In 1871, Congress designated August 26 as Women’s Equality Day, commemorating the passage of the 19th Amendment to the U.S. Constitution, granting women the right to vote. There are several significant historic sites throughout the U.S. linked to the women’s suffrage movement. Women’s Rights National Historical Park in Seneca Falls, NY, encompasses several historic buildings associated with the first Women’s Rights Convention, July 19 and 20, 1848.
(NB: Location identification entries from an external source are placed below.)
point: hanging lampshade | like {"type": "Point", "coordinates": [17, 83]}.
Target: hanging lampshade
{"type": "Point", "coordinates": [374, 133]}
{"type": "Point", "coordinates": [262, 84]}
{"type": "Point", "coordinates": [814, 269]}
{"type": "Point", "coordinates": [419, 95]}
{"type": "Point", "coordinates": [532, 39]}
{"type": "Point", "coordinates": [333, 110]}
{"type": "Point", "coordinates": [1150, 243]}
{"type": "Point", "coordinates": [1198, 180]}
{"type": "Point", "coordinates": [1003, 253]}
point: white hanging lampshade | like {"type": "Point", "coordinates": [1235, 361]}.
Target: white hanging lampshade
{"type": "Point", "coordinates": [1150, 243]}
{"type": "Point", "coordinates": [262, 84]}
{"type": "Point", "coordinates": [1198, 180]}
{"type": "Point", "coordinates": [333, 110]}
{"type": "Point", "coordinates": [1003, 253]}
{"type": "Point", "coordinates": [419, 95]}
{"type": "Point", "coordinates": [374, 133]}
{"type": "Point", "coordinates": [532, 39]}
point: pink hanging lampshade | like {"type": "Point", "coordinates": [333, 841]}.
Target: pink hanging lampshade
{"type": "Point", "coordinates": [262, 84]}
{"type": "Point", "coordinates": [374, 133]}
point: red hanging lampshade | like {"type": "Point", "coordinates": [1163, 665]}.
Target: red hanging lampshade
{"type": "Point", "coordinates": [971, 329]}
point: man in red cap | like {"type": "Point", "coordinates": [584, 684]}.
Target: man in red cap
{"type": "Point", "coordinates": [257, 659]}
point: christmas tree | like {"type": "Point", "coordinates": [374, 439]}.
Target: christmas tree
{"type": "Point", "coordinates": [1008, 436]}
By Katherine Slick, historic preservation consultant, ACHP Foundation President

It may be hard to imagine in an election year with a record number of women running for local, state, and national offices that 170 years ago women did not have the right to vote. In July 1848, Susan B. Anthony, Elizabeth Cady Stanton, and a small group of women launched a peaceful revolution that has changed the world–the Women’s Rights Movement. At a convention in Seneca Falls, New York, 68 women and 32 men signed a Declaration of Sentiments and Resolutions that included women’s suffrage. However, that same year in a narrowly defeated bill, the Washington Territorial legislators denied women the right to cast a ballot.

The ACHP celebrates Women’s History Month this March by recognizing the important contributions women have made to our nation. Learn about the history of these women by exploring their stories through research and by visiting the historic sites where they spent their lives.